As overall US manufacturing languishes, Heartland manufacturing indicates slow growth. Exports and imports show improvement.
According to the latest Institute for Supply Management (ISM) Report on Business, US manufacturing continued a downward track in May. It read that this was the seventh month of contraction and a continuation of the downward trend that began in June 2022.
May new export orders hovered at 50 percent in May, somewhat higher than the April reading of 49.8 percent.

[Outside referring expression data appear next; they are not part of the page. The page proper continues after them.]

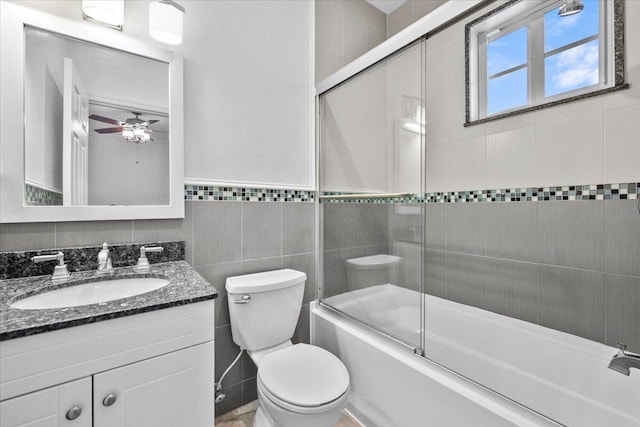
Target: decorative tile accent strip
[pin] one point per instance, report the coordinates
(18, 264)
(623, 191)
(41, 197)
(215, 193)
(416, 198)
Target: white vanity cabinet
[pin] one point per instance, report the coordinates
(50, 407)
(153, 369)
(165, 391)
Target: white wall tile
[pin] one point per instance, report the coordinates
(355, 36)
(570, 110)
(466, 164)
(330, 27)
(622, 145)
(327, 62)
(629, 96)
(512, 159)
(435, 167)
(571, 151)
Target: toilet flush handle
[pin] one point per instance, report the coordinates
(245, 299)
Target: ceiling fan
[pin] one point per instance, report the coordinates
(133, 129)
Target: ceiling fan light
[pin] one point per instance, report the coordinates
(165, 21)
(107, 12)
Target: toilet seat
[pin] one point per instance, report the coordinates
(303, 379)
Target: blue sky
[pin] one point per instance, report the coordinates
(571, 69)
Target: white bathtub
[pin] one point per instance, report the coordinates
(554, 377)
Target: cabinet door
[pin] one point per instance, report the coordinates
(176, 389)
(49, 407)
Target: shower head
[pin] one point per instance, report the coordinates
(570, 7)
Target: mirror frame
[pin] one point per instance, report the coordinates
(13, 19)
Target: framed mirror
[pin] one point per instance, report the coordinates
(92, 122)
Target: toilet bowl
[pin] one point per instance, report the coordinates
(298, 385)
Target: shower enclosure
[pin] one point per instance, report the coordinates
(372, 131)
(451, 270)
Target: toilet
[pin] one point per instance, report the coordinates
(298, 385)
(372, 270)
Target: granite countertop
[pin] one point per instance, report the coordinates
(186, 286)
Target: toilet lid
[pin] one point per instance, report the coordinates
(304, 375)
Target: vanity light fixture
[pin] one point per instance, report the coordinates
(106, 12)
(570, 7)
(165, 21)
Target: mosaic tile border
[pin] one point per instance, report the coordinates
(36, 196)
(416, 198)
(622, 191)
(241, 194)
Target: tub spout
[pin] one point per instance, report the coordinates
(623, 361)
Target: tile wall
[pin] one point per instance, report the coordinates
(567, 265)
(222, 239)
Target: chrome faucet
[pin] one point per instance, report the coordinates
(143, 262)
(60, 272)
(623, 361)
(104, 260)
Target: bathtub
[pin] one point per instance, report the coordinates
(499, 371)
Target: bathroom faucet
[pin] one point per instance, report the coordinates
(143, 262)
(60, 272)
(104, 260)
(623, 361)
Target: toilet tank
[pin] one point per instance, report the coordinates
(264, 307)
(372, 270)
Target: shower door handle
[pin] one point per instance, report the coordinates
(245, 300)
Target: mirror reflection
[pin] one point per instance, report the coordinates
(96, 124)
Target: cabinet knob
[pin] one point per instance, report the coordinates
(109, 399)
(74, 413)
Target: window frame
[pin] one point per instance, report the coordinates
(517, 14)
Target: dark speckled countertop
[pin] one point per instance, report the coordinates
(186, 286)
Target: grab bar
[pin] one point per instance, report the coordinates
(367, 196)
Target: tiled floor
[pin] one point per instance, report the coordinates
(243, 417)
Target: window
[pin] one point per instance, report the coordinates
(523, 56)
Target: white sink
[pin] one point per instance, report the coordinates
(91, 293)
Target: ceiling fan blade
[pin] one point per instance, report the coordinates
(104, 119)
(109, 130)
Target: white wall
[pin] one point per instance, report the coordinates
(248, 92)
(248, 68)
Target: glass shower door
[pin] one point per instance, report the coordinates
(371, 186)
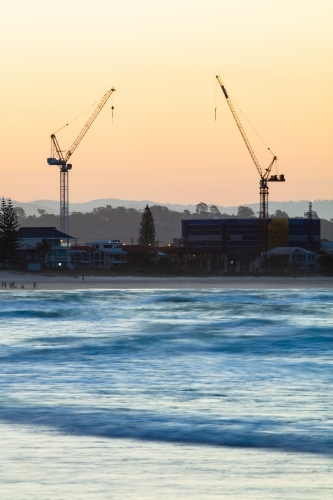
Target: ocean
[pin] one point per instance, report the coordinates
(146, 394)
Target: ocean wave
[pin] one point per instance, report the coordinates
(150, 426)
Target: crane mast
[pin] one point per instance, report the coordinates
(264, 176)
(61, 160)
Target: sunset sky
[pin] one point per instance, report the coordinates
(275, 58)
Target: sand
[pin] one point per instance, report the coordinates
(45, 281)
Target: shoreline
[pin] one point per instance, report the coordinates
(56, 282)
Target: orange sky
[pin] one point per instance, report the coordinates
(275, 58)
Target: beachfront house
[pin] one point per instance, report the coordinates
(58, 255)
(106, 254)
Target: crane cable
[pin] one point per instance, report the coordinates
(66, 125)
(248, 121)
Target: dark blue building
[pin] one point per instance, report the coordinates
(240, 237)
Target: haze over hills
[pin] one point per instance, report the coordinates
(324, 208)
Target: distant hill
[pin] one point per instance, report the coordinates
(123, 223)
(324, 208)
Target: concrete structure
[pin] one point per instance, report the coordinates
(106, 254)
(291, 256)
(239, 238)
(58, 256)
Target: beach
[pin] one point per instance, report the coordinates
(45, 281)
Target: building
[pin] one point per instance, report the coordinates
(106, 254)
(290, 257)
(239, 238)
(56, 257)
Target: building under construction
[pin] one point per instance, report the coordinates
(240, 238)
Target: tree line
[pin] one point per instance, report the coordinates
(9, 240)
(123, 223)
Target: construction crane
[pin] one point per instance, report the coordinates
(265, 176)
(60, 158)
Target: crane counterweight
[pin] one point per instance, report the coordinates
(264, 176)
(59, 159)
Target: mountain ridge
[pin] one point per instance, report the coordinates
(324, 208)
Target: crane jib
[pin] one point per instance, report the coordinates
(224, 92)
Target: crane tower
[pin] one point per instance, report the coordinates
(265, 176)
(60, 158)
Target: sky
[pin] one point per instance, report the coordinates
(275, 58)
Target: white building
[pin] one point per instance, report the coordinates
(107, 254)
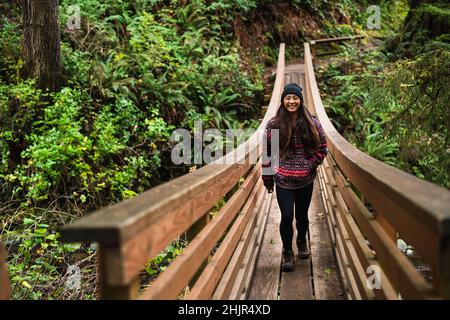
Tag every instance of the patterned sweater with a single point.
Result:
(297, 171)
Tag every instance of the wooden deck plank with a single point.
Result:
(296, 285)
(267, 272)
(327, 283)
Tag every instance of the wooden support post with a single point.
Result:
(190, 234)
(387, 227)
(442, 281)
(4, 278)
(107, 291)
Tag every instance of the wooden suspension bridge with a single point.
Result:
(359, 208)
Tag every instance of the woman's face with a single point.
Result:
(291, 102)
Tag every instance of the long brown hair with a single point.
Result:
(308, 131)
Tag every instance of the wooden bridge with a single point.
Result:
(359, 208)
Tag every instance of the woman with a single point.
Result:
(293, 168)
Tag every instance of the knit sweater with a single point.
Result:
(297, 171)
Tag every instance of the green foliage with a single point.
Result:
(396, 112)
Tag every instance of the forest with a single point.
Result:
(91, 91)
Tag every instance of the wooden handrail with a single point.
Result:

This indicated that export orders were unchanged in May after nine consecutive months in contraction territory preceded by 25 straight months of expansion.
May imports fell to 47.3 percent in May, a decrease of 2.6 percentage points compared to April's figure of 49.9 percent.
In the Heartland, the Creighton University Mid-America Business Conditions Index, a leading economic indicator for the nine-state region stretching from Minnesota to Arkansas, expanded for a fourth straight month.
“After flashing recession warning signals between November 2022 and January 2023, Creighton’s monthly survey of manufacturing supply managers over the past several months is now pointing to positive but slow growth with somewhat lower inflationary pressures at the wholesale level,” said Ernie Goss, PhD, director of Creighton University’s Economic Forecasting Group and the Jack A. MacAllister Chair in Regional Economics in the Heider College of Business.
Prof Goss noted that “trade numbers were once again weak for the month with new export orders rising to a weak 46.2 from April’s 42.9. On the other hand, imports climbed to 52.8 from 47.0 in April.”